THE SALEM WITCH TRIALS
By Sparsh Sutariya
The Salem witch trials were a series of hearings and prosecutions of people accused of witchcraft in colonial Massachusetts in 1692-3. The trials resulted in the executions of 20 people by hanging. Five others, including 2 children died in prison. The most infamous trials were conducted by the Court of Oyer and Terminer in 1692 in Salem Town.
This is one of colonial America’s most notorious cases of mass hysteria. It was not a unique event as these were based on the witch trials in Europe, conducted in 1100-1400s, sanctioned by the Vatican Church. A man called Joseph Glanvill claimed that he could prove the existence of witches and other supernatural creatures. He said that if people denied the supernatural, they would also be denying the existence of God. Salem was supposed to be a Bible-led community, and these sayings stirred much controversy.
Salem Town had many disputes with Salem Village. These disputes lead to Salem Village hiring a minister separate from the ones voted in from Salem Town. This resulted in several other disputes regarding land, labour, local governance and religious governance.
Prior to February 1692, there were several rumours of witchcraft circulating the Salem area and the surrounding towns. Cotton Mather, a minister, published several pamphlets expressing his belief in witchcraft and the supernatural. He wrote a book, identifying how witchcraft and the devil had tempted a child to steal some linen. Cotton, then says that children had strange fits and seizures and attributed them to witchcraft.

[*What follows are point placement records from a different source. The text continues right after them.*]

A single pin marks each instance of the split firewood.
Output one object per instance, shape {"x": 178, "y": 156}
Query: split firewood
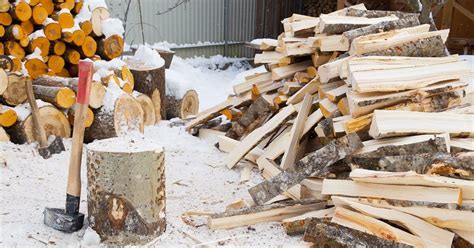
{"x": 258, "y": 214}
{"x": 419, "y": 122}
{"x": 15, "y": 93}
{"x": 397, "y": 192}
{"x": 298, "y": 224}
{"x": 148, "y": 108}
{"x": 324, "y": 233}
{"x": 412, "y": 178}
{"x": 8, "y": 116}
{"x": 62, "y": 97}
{"x": 253, "y": 118}
{"x": 116, "y": 118}
{"x": 151, "y": 82}
{"x": 54, "y": 123}
{"x": 311, "y": 165}
{"x": 426, "y": 231}
{"x": 187, "y": 105}
{"x": 97, "y": 94}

In February 1692, several others had begun to experience fits and seizures without any root cause. The first three people arrested and accused of witchcraft were Sarah Good, Sarah Osborne and Tituba. They were accused as a local family feud led them to accuse the poor and the enslaved of witchcraft to besmirch the other family. This is widely regarded as the causal start of the Witch trials.
Over the course of the next 13 months, several others were arrested and subjected to tests like the “touch test”, where the accused had to touch a person who was seizing. If the person stopped seizing, this was taken as proof the accused was a witch. Books of palmistry and horoscopes and any other anti-Christian ideologies was taken as evidence that the accused was a witch and that they worshipped the devil. 20 people died from execution, of which, 14 were women. 5 others later died in prison.
The Salem Witch trials have been used by popular culture to portray the dangers of isolationism, religious extremism, false accusation and the significance of due process. It serves as a reminder that damaging events occur when ignorance and extremism combine.